Being the largest economy in the world, the United States is also the most economically polarized among Western countries. It has long been stuck in the conundrum where the rich get richer and the poor become poorer.
Wealth gap has further widened:
- The top 1 percent held a record 32.3 percent of the country's wealth, while the bottom 50 percent (about 63 million households) held only 2.6 percent.

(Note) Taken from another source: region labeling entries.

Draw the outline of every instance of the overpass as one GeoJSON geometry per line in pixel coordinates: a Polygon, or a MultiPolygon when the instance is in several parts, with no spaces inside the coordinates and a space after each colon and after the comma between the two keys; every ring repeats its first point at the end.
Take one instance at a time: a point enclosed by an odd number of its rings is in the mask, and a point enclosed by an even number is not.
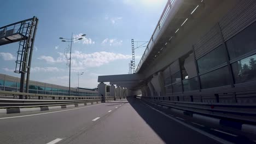
{"type": "Polygon", "coordinates": [[[136,73],[98,91],[0,75],[1,143],[255,143],[255,20],[254,0],[169,0],[136,73]]]}

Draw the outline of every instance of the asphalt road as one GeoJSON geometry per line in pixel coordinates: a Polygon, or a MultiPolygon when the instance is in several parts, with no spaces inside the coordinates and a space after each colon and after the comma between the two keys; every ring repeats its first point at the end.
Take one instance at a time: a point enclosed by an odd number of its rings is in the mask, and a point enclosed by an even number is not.
{"type": "Polygon", "coordinates": [[[74,109],[3,115],[0,115],[0,143],[228,142],[219,140],[218,135],[191,128],[182,120],[170,117],[135,98],[74,109]]]}

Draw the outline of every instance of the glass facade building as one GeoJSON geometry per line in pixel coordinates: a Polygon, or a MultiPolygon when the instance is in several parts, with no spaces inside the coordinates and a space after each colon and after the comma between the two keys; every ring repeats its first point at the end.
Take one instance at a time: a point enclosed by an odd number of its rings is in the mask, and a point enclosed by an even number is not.
{"type": "MultiPolygon", "coordinates": [[[[19,92],[19,78],[0,74],[0,91],[19,92]]],[[[26,87],[24,88],[26,88],[26,87]]],[[[35,94],[63,96],[69,95],[68,89],[68,87],[31,81],[28,92],[35,94]]],[[[73,96],[98,96],[98,92],[94,90],[71,88],[71,95],[73,96]]]]}

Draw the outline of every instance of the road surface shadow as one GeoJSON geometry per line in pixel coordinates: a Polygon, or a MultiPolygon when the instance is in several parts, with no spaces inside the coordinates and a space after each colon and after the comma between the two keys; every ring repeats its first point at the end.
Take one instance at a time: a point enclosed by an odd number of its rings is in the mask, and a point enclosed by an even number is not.
{"type": "Polygon", "coordinates": [[[132,107],[166,143],[218,143],[151,110],[139,99],[127,99],[132,107]]]}

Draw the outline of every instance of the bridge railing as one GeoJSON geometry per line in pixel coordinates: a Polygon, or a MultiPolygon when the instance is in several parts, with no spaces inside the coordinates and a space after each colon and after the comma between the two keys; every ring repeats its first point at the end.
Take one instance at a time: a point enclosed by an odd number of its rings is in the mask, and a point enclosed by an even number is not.
{"type": "Polygon", "coordinates": [[[151,49],[152,49],[153,44],[155,43],[154,39],[158,36],[159,32],[160,31],[160,29],[161,29],[162,25],[164,23],[166,19],[166,17],[169,14],[170,11],[172,8],[172,5],[174,3],[174,1],[175,0],[168,0],[167,3],[165,5],[165,9],[164,9],[164,12],[162,13],[162,15],[161,15],[161,17],[159,20],[158,21],[156,27],[155,27],[155,30],[154,31],[154,32],[148,43],[148,45],[147,45],[146,49],[145,51],[144,51],[143,54],[142,55],[141,59],[139,61],[139,62],[138,64],[138,66],[137,67],[137,68],[136,68],[136,72],[138,71],[138,70],[139,69],[140,67],[141,67],[141,65],[143,63],[144,60],[146,58],[146,57],[148,55],[148,51],[151,49]]]}

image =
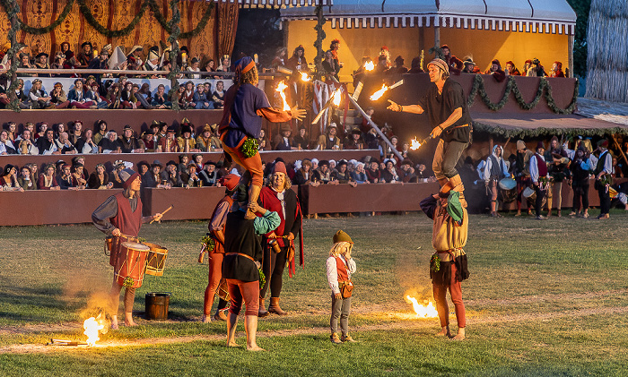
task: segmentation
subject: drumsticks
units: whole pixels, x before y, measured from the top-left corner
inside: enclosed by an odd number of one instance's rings
[[[166,212],[168,212],[169,210],[172,210],[172,207],[174,207],[174,205],[171,205],[171,206],[168,207],[168,208],[166,209],[166,210],[164,210],[163,212],[161,212],[161,216],[165,215]],[[155,222],[155,219],[154,219],[154,218],[152,219],[151,222],[150,222],[149,224],[153,224],[153,222]],[[161,219],[160,219],[159,222],[161,223]]]

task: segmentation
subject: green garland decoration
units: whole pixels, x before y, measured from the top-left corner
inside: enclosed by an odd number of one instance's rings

- The total wealth of the richest 1 percent of the U.S. population reached a record 45.9 trillion U.S. dollars at the end of the fourth quarter of 2021.
- Their fortunes have increased by more than 12 trillion dollars, or more than a third, during the COVID-19 pandemic.
- 37 million American people are still living below the poverty line.
Wealth inequality has further worsened the human rights situation:
- U.S. life expectancy fell by a total of 2.7 years between 2019 and 2021 to 76.1 years, the lowest it has been since 1996.
- 82 percent of 18- to 24-year-olds from high-income families participated in college, compared with just 45 percent of those from low-income families.
- Over 580,000 Americans experienced homeless on a single night in 2022.
"Chronic diseases" like wealth gap getting worse:
- The one-percenters use their money and resources to sway elections and policies in their favor, while the majority of American people are frustrated with a fruitless, divided and polarizing political system.
- The true tax rate of the richest Americans is only 3.4 percent, far lower than that of ordinary wage earners.
The United States brands itself as the "beacon of democracy," but the nation sees widening wealth gap, worsening living conditions for low-income groups, increasing homelessness, rampant drug abuse, persistent gun violence and shortening life expectancy.